顔を動かした勢いで、すっかり伸びてしまった髪が目にかかった。


「食事には、何も変なものは入っていないんだろう?」


「...ああ、薬物や変な術の粉はおろか、調味料すら入ってないクソマズ料理だ。俺も食べたけどこの通り安全だ、今のところはな。


だけど、そんなこと関係ないだろ!


もうやめてくれよ、俺だって掃除するの大変なんだ!」


「それは、君が途中で止めに来るからだろう」


僕はそう言って、目にかかった長い白髪を払い除けた。


そのまま吐瀉物の入った器に口をつけ、そして傾けた。

固形物と液体の中間みたいなそれを、ごくりごくりと喉仏を揺らめかせながら飲み干した。


「ご馳走様でした。
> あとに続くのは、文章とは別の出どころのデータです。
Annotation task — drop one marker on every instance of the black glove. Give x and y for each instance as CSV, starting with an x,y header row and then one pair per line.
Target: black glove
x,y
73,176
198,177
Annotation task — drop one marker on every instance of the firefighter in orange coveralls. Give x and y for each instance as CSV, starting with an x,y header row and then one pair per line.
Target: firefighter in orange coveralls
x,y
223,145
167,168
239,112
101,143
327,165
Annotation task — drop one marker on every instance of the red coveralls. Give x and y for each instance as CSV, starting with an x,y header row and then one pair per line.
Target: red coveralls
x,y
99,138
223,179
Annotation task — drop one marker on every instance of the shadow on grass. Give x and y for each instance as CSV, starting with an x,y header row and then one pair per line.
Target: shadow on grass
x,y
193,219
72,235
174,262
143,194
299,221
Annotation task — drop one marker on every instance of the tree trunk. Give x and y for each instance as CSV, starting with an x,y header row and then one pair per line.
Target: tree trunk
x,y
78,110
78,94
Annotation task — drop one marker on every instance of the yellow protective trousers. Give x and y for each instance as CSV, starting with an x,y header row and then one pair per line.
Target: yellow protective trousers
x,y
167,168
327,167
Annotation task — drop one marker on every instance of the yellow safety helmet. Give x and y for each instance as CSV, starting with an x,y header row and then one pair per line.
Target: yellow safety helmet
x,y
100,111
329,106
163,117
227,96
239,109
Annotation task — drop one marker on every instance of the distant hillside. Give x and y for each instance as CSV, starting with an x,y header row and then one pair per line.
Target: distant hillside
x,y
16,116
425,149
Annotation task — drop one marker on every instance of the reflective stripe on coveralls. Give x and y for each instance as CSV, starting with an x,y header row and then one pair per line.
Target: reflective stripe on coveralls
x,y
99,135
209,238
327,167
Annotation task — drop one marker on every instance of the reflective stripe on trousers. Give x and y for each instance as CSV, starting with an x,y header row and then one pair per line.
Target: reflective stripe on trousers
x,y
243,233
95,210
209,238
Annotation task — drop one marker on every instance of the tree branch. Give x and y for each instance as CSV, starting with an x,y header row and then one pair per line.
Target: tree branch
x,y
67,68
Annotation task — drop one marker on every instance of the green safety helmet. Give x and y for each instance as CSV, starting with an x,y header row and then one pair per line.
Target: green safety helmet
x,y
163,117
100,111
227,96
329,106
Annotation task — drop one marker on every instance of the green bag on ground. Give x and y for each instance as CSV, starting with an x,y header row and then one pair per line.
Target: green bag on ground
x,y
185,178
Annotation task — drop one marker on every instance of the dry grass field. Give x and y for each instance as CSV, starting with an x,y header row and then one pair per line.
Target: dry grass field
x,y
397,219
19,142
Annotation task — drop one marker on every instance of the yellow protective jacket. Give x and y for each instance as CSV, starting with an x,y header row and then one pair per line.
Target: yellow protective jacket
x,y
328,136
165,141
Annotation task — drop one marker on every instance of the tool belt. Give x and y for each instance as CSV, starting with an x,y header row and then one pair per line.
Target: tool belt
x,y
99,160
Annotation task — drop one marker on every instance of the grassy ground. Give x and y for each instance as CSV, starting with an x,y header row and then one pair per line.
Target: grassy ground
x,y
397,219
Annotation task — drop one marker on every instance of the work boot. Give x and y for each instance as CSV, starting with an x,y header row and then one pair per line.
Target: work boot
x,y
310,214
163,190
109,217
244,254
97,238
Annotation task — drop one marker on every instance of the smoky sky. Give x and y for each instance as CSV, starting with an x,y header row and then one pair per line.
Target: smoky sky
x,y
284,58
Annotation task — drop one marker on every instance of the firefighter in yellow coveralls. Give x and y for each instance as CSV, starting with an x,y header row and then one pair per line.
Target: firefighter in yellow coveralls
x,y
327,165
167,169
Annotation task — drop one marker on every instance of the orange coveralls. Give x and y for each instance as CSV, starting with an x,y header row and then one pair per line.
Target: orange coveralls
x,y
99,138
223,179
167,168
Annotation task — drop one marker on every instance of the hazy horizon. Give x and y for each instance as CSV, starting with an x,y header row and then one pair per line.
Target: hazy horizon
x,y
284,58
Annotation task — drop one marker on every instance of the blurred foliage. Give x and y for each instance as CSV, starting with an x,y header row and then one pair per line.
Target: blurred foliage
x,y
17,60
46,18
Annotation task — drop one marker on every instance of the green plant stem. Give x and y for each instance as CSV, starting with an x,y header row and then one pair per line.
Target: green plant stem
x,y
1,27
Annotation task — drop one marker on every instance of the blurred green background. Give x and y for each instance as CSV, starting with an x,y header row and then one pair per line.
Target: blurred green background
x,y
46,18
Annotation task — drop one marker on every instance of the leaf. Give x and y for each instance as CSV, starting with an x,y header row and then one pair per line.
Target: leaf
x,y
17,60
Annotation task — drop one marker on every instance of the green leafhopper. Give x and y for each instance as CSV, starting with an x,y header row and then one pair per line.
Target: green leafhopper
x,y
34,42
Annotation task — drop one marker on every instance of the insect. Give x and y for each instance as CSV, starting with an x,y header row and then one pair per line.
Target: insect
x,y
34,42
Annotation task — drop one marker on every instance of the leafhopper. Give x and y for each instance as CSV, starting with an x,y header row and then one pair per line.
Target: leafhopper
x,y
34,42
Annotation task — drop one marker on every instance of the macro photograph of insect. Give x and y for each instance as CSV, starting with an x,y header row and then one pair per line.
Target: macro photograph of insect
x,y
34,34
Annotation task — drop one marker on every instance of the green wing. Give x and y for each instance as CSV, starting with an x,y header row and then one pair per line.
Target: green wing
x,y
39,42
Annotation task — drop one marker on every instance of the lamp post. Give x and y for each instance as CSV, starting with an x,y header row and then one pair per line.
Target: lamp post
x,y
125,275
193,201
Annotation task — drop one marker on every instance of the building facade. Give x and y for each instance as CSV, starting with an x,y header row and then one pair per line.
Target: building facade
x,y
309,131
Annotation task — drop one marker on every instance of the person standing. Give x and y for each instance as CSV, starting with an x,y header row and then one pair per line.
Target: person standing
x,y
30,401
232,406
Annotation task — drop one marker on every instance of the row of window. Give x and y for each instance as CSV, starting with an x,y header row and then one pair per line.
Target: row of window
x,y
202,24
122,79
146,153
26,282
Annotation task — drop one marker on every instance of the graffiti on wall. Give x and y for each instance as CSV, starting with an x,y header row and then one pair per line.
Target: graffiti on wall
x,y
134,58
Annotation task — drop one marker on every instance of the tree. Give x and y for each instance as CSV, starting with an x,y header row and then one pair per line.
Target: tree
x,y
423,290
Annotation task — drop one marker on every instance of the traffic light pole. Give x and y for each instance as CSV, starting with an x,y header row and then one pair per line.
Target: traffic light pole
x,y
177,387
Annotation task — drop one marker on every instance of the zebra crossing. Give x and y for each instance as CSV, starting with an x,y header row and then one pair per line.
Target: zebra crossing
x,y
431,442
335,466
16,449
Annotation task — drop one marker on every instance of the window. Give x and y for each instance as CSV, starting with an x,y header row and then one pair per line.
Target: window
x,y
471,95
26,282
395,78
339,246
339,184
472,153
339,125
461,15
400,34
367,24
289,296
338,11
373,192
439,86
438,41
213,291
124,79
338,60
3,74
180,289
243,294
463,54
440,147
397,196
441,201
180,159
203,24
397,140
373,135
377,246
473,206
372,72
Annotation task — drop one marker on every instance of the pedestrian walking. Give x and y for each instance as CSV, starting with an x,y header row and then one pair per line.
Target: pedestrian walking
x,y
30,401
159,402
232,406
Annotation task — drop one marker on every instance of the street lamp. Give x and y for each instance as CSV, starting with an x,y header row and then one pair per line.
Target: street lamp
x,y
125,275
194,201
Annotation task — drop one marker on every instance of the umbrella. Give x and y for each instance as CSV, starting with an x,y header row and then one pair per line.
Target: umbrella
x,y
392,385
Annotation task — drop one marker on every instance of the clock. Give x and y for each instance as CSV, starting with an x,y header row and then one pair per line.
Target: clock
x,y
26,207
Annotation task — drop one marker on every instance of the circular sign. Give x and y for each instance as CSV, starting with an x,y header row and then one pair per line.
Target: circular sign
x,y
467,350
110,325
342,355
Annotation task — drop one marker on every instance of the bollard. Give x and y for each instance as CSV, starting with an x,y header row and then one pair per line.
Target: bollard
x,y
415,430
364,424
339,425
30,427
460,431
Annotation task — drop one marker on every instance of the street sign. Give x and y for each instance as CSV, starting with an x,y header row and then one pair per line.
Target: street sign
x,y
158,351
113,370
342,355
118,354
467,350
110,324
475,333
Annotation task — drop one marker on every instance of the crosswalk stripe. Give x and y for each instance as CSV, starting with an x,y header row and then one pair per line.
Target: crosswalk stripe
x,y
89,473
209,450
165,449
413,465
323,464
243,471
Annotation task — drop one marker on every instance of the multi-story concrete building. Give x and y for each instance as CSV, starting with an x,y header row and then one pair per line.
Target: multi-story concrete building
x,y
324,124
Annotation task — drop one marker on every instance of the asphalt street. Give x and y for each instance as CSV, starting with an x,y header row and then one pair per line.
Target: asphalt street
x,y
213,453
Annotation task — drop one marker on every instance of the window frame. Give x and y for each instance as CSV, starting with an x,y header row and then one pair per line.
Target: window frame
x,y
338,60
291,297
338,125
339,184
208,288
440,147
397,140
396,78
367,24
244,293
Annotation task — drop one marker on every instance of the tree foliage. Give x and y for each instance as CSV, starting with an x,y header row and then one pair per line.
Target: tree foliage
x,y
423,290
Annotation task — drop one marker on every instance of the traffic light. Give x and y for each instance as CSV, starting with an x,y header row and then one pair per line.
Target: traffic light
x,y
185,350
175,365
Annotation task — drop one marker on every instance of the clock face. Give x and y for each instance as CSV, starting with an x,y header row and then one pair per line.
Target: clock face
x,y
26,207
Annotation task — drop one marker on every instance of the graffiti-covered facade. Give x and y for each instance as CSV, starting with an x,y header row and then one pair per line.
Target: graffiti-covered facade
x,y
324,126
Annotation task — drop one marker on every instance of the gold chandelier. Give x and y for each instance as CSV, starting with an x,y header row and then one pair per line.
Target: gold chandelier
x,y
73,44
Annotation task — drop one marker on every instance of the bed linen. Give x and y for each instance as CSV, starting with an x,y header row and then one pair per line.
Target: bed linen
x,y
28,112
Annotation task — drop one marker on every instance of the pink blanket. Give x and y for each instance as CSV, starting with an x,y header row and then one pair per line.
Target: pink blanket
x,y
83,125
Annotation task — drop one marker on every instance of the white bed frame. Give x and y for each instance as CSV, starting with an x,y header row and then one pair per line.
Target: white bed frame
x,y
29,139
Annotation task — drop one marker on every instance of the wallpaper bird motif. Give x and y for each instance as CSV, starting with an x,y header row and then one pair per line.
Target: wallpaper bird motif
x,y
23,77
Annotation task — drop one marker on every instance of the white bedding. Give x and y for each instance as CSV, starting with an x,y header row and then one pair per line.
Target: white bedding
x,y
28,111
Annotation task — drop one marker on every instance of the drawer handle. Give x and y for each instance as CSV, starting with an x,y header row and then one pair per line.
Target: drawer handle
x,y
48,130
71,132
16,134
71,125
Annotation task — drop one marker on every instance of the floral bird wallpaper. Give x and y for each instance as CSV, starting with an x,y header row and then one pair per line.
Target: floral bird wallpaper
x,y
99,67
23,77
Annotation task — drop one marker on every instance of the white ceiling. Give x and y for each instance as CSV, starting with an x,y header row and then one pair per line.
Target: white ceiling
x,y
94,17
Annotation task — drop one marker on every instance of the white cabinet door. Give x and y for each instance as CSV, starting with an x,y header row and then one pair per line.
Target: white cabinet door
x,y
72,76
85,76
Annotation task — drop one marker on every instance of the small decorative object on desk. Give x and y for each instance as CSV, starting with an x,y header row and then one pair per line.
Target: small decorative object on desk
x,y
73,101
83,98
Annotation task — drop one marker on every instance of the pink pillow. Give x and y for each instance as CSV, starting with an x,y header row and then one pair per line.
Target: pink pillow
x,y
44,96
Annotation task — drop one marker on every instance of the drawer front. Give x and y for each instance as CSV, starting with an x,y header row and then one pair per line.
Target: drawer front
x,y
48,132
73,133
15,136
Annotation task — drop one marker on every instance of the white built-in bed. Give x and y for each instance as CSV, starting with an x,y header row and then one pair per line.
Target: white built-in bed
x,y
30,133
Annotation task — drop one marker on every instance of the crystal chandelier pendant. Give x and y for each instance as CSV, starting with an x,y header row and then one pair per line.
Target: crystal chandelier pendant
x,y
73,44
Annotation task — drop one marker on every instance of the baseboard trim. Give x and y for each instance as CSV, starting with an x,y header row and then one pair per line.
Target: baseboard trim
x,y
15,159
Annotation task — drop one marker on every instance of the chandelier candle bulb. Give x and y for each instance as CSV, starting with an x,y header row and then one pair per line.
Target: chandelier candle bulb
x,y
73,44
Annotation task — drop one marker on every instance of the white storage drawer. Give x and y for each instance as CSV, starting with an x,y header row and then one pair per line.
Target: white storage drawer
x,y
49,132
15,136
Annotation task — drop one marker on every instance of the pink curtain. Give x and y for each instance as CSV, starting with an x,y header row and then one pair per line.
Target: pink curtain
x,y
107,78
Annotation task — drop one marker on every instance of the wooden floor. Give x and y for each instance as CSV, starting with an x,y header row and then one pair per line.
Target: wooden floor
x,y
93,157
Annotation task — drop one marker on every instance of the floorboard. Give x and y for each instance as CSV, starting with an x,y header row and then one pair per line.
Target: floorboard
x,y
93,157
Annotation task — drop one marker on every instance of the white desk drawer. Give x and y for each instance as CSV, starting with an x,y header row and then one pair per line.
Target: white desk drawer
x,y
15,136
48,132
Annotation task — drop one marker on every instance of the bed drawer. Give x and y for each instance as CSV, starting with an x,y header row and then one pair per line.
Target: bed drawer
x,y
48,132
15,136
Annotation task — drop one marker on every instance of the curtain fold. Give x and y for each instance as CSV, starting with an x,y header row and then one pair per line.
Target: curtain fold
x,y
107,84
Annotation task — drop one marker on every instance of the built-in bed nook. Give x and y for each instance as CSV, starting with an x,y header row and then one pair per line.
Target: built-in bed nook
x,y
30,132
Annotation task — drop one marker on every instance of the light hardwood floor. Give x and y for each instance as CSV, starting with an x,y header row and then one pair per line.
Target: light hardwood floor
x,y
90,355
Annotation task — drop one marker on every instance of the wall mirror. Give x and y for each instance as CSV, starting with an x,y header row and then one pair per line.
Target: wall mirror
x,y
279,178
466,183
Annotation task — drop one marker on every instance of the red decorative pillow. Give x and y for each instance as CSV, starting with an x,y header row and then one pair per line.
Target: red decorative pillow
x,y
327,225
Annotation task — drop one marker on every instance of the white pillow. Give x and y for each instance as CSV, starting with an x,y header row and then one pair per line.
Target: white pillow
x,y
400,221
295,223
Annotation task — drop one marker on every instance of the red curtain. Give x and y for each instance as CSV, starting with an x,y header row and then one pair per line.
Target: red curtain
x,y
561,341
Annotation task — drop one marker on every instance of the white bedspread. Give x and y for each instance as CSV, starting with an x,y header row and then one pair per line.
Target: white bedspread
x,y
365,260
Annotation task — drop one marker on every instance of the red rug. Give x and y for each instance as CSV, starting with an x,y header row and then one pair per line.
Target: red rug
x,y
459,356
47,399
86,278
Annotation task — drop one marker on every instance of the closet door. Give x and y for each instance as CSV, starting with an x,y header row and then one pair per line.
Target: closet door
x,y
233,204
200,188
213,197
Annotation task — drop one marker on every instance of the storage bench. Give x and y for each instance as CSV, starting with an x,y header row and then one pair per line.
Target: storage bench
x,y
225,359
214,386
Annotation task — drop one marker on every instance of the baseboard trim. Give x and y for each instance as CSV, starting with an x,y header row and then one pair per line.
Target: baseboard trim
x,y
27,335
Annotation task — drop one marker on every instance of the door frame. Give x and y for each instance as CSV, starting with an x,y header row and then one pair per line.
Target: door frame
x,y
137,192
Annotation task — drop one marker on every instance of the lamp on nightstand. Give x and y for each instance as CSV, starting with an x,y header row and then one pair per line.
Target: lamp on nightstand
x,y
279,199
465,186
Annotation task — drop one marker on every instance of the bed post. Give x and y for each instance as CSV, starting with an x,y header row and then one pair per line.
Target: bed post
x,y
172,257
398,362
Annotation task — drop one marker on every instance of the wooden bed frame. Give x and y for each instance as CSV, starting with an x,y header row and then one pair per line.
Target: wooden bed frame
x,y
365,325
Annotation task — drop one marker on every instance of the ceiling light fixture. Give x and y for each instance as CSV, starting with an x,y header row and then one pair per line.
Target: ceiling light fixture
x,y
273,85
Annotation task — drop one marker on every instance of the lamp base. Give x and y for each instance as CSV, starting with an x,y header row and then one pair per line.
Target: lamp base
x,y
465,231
」


そう言って笑いかけるが、この暗がりで、僕が笑顔だと伝わっているかはわからないな。


ただ唖然とする兵士。


「ありがとう」


僕は感謝した後、間髪入れずに駆けた。そう、兵士が鍵を開けた牢屋の扉へ。


「あっ!?待てっ!」


僕は去り際に勢いよく扉を閉め、そして駆けた。


道中のタルや予備で置かれている槍や警棒やや鎧兜なんかを転がしながら、駆けた。


階段。

冷たい石の階段を駆け上がる。


そして出口。木の扉。

さすが訓練を受けた兵士だ。もうすぐそこまで来ていた。


横に立てかけてあった、扉を閉めるためのものであろう横木を僕は思い切り投げた。


兵士はそれを避けた。

その隙に僕は扉を開けた。

そして勢いよく外へ飛び出す---と、ともに僕は何者かに突き飛ばされて階段を転げ落ちた。


「-危なかったな」


別の兵士が出入り口の前にいたようだ。

僕は頭を石床にぶつけた衝撃で、気を失った。


... ... ...


目が覚めた。


虫のさざめく音が聞こえる。


空気の匂いからしても、夜だった。


僕はまだ、牢屋にいた。

体のあちこちに痛みがある。


少なくとも、階段から転げ落ちたのは夢じゃないようだ。


「眠るか」


僕はそう呟いて、目を瞑った。


すると、誰かが近づいてくる音がした。

しかしそれは兵士の鎧靴が鳴る音ではなく、布が擦れるような音だった。


現れたのは、星の国の法衣ローブを着た、誰かだった。

体格から男だということはわかった。


しかしベールのようなフードを深く被っていて、それが具体的に誰なのかは、わからなかったが......なんだか僕はそいつのことを知っているような、そんな気配だった。


「誰?」


思わずそう訊くと、何も答えずにその人物は突然襲いかかってきた。

でも、牢屋の鉄格子があるから、そんな勢いで突進してきたら思い切りぶつかるだろう。